« Seen, unseen, scene », Centre d’art Passerelle, rue Charles Berthelot, Brest (29), jusqu’au 25/04.
"Sometimes a narrative" (2005), vidéo de Michael Schultze, méditation poétique sur les relations formelles du modernisme. © Nicolas Ollier / centre d’art Passerelle, Brest
< 25'04'09 >
Jardins suspendus d’art à Passerelle

(Brest, envoyée spéciale)
Voir, ne pas voir ou faire les deux à la fois. La pluralité des modes de perception de la nature, exprimés dans des formes historiques ou populaires, voici ce qu’interrogent les six artistes de l’exposition du centre d’art Passerelle à Brest qui ferme ses portes ce samedi.

« Seen, unseen, scene ». En anglais, le jeu de mots sonne parfaitement. Car scene signifie à la fois image et tableau, tout en renvoyant à la performance. À plusieurs voix, la forme du jardin est pensée comme espace collectif et lieu de représentation : recouverts de noir et de phrases à contenu politique, les tapis persans de Discoteca Flaming Star s’affirment en tant que formes symboliques. Plus prosaïque, l’immense cage pour les oiseaux de Jean-Marc Savic côtoie le jardin de lotus de Cristina Gomez Barrio et les jardins utopiques de Florence Lazar, un tableau placé dans la nature dans les grandes projections de Mark Leiderstam ou encore la déclinaison poétique d’un lys chez Michael Schultze.

Par la confrontation de la vidéo et de la photographie, à travers l’objet ou par la déconstruction du texte, ces artistes conçoivent des environnements qui sont autant de séquences d’élaboration d’œuvres complexes et riches, entre processus visuels et performatifs. Focus sur trois d’entre eux.
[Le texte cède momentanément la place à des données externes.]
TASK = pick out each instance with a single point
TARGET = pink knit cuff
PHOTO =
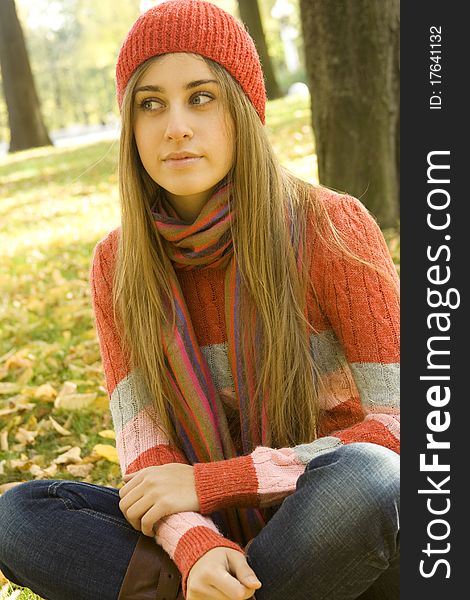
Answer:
(193, 545)
(226, 484)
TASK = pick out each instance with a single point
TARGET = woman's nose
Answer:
(178, 126)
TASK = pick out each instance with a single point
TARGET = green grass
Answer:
(55, 203)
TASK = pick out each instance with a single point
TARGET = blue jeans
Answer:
(335, 538)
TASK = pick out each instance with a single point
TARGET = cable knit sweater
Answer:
(355, 315)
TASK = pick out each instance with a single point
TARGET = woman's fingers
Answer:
(230, 587)
(243, 572)
(135, 512)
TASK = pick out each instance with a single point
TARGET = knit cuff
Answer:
(226, 484)
(193, 545)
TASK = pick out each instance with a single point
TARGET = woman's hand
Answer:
(221, 574)
(155, 492)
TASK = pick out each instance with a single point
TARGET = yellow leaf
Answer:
(26, 376)
(17, 361)
(6, 486)
(58, 427)
(4, 441)
(80, 470)
(46, 391)
(74, 401)
(106, 451)
(71, 456)
(24, 436)
(68, 388)
(8, 388)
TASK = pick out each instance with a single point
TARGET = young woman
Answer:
(248, 324)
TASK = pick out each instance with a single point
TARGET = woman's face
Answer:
(184, 134)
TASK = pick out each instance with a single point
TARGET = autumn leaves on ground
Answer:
(54, 205)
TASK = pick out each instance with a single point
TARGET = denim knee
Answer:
(16, 511)
(361, 480)
(375, 468)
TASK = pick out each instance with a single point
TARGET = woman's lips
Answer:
(182, 163)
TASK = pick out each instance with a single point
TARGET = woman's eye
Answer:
(150, 104)
(201, 98)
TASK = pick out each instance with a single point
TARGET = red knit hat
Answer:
(198, 27)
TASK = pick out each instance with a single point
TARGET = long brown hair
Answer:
(275, 288)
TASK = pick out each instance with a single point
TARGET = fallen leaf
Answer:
(26, 376)
(24, 436)
(71, 456)
(7, 486)
(18, 361)
(8, 388)
(51, 471)
(46, 391)
(58, 427)
(80, 470)
(4, 441)
(106, 451)
(75, 401)
(68, 387)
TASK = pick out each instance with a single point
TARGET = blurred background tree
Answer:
(27, 129)
(250, 15)
(351, 53)
(352, 60)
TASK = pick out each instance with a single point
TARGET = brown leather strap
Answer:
(151, 574)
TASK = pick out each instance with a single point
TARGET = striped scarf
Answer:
(199, 415)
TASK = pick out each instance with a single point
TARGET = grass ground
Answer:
(54, 206)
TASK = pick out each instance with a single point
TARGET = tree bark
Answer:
(27, 129)
(352, 62)
(251, 17)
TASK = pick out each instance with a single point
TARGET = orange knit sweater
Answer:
(356, 347)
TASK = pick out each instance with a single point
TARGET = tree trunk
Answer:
(251, 17)
(27, 128)
(352, 62)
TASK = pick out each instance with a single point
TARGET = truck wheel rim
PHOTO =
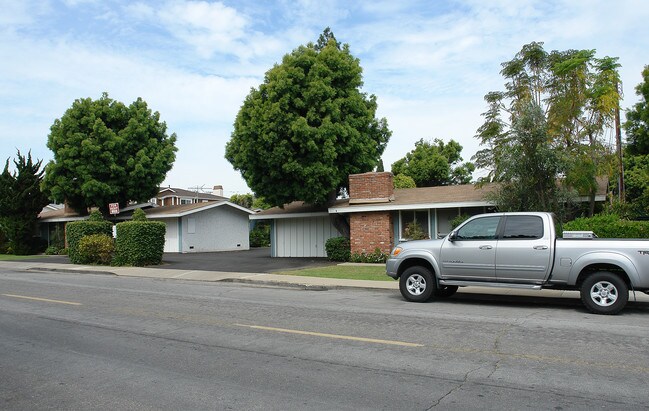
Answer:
(603, 294)
(416, 284)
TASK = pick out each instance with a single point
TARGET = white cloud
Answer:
(207, 27)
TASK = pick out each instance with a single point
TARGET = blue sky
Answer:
(428, 62)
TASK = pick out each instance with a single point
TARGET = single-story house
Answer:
(170, 196)
(378, 215)
(197, 227)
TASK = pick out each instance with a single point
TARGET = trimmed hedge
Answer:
(139, 243)
(338, 249)
(77, 230)
(96, 249)
(260, 235)
(609, 226)
(377, 257)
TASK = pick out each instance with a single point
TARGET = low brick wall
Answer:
(371, 230)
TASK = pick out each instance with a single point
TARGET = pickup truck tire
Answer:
(417, 284)
(604, 293)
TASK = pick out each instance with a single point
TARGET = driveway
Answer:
(256, 260)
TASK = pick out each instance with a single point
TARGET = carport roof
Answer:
(404, 199)
(468, 195)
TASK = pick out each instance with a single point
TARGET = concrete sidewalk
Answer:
(272, 279)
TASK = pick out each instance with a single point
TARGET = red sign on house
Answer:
(113, 208)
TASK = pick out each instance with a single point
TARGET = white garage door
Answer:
(303, 237)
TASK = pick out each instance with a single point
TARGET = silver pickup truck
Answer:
(521, 250)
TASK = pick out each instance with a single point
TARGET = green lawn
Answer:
(10, 257)
(349, 272)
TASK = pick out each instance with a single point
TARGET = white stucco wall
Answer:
(171, 235)
(216, 229)
(302, 237)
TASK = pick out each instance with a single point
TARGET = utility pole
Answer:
(618, 143)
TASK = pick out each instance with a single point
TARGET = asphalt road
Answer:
(80, 341)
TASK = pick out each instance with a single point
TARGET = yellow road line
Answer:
(41, 299)
(335, 336)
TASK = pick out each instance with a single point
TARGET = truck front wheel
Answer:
(417, 284)
(604, 293)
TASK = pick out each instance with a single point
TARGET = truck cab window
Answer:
(523, 228)
(479, 229)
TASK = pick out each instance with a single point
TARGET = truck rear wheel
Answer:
(604, 293)
(417, 284)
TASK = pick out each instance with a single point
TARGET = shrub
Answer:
(338, 248)
(76, 230)
(52, 250)
(140, 242)
(96, 249)
(139, 215)
(377, 257)
(260, 235)
(609, 226)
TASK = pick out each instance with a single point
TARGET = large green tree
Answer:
(578, 95)
(529, 179)
(636, 160)
(107, 152)
(301, 133)
(435, 163)
(21, 200)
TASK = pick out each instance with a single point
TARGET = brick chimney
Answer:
(371, 187)
(371, 230)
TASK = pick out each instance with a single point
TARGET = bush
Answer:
(96, 249)
(260, 235)
(52, 250)
(609, 226)
(77, 230)
(140, 242)
(338, 249)
(377, 257)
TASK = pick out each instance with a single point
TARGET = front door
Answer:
(524, 253)
(472, 253)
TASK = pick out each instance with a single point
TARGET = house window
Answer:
(414, 224)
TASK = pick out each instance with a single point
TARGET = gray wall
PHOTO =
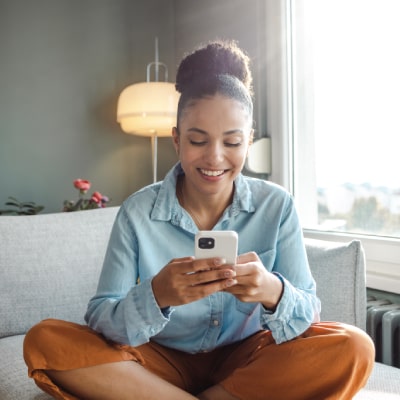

Wolfgang Mayer ou la lecture poétique
Wolfgang Mayer forme avec Cristina Gomez le groupe Discoteca Flaming Star. Ensemble, ils mènent des performances et fabriquent des objets à forte valeur symbolique. Comme ces tapis persans intitulés « Alfombras » portant des inscriptions et recouverts d’une peinture acrylique noire rugueuse peu attrayante, sur lesquels il est possible de marcher, ou que l’on peut contourner. Étranges aussi, ces grands dessins noirs et violets aux motifs floraux, issus d’une série d’actions proches du rituel. À l’origine de ces grandes compositions florales proches de vanités, il y a encore des textes, « Vom Krieg » de Clausewitz ou « Le Prince » de Machiavel, qui, une fois lus puis photocopiés, sont recouverts d’une peinture noire jusqu’à ce qu’ils disparaissent, puis découpés en petites lanières et assemblés pour former des dessins. Wolfgang Mayer définit son travail comme « une forme poétique de lecture ». Car à l’issue de toutes ces actions, l’espace de l’œuvre devient la traduction de la relation physique qui existe dans la lecture.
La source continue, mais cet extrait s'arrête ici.